Tras una larga investigación el actual garum se fabrica de boquerón macerado con hasta 17 especias. Como en la antigüedad del garum se obtiene  dos productos básicos: la colatura  o liquamen , el líquido filtrado de la salmuera de pescados y hierbas que constituían la base de la fabricación del garum  y el allec la pasta resultante del filtrado.  El liquamen es lo que se comercializa como Flor de Garum. Con el allec, la empresa está fabricando un paté de allec de boquerón , que ya se puede adquirir en tarros de 200g y que no es necesario conservar en frío y un polvo de allec deshidratado que se utiliza como especia y que aun no se comercializa.

 

 

Como novedad, aun sin lanzamiento en el mercado, Majuelo está a punto de comercializar un nuevo producto rescatado de la antigua cocina romana: el oxigarum, un vinagre de Jerez mezclado con  garum.  El producto está en fase de definición de su envase y etiquetado para salir al mercado, algo que se espera que sea para este mismo año. Le auguramos un gran éxito tanto en la cocina tradicional – nos lo imaginamos perfectamente aderezando unas papas aliñas o unos pimientos asados con melva- como en la creativa.

 

 

Para rematar la jornada tuvimos la posibilidad de experimentar con estos productos ensayando sobre ensaladas, tartar de tarantelo o ventresca diferentes combinaciones con garum, allec, u oxigarum. No sabríamos con cual quedarnos. La ensalada de calabacín, queso feta, nueces, aguacate, cebolla y tomate aliñada con oxigarum y espolvoreada con allec deshidratado resultó exquisita.

 

 

Del tartar de tarantelo hicimos varios ensayos con los tres productos, el mejor para nuestro gusto con flor de garum que realzaba sin enmascarar el sabor del atún rojo.

 

 

Y por último, capitaneados por el cocinero Antonio Orozco de la Escuela de Hostelería de Arcos que nos acompañó durante toda la visita,  dos elaboraciones calientes con ventresca, cebollas pochadas con vinagre de macetilla, nueces maceradas en arrope. Perfecta la combinación con flor de garum, polvo de allec y ralladura de lima.

 

 

Para postre, algo sencillo pero delicioso: queso Payoyo semicurado con carne membrillo y nueces maceradas en arrope.

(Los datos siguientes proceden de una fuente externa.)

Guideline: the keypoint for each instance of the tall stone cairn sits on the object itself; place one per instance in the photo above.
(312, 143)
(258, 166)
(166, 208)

¡Gracias Majuelo! por esta completa visita en la que  visitamos las instalaciones, probamos y entendimos que el vinagre de Jerez es un producto que dignifica a los vinos; saboreamos el arrope,  el mosto sin fermentar reducido: una reliquia gastronómica casi olvidada ; paladeamos el “vino de color” un vino del año fermentado con arrope , negro, dulce, una rareza enológica; recuperamos sabores del mundo romano obtenidos de los restos de unas dolias enterradas por la lava del Vesubio: el garum y el allec , la primera denominación de origen de la historia que orgullosamente llevaba el adjetivo de “gaditanum” ; y sobre todo, el ingrediente fundamental en nuestra cultura mediterránea de una buena comida: camaradería, charla y  “buen rollo” .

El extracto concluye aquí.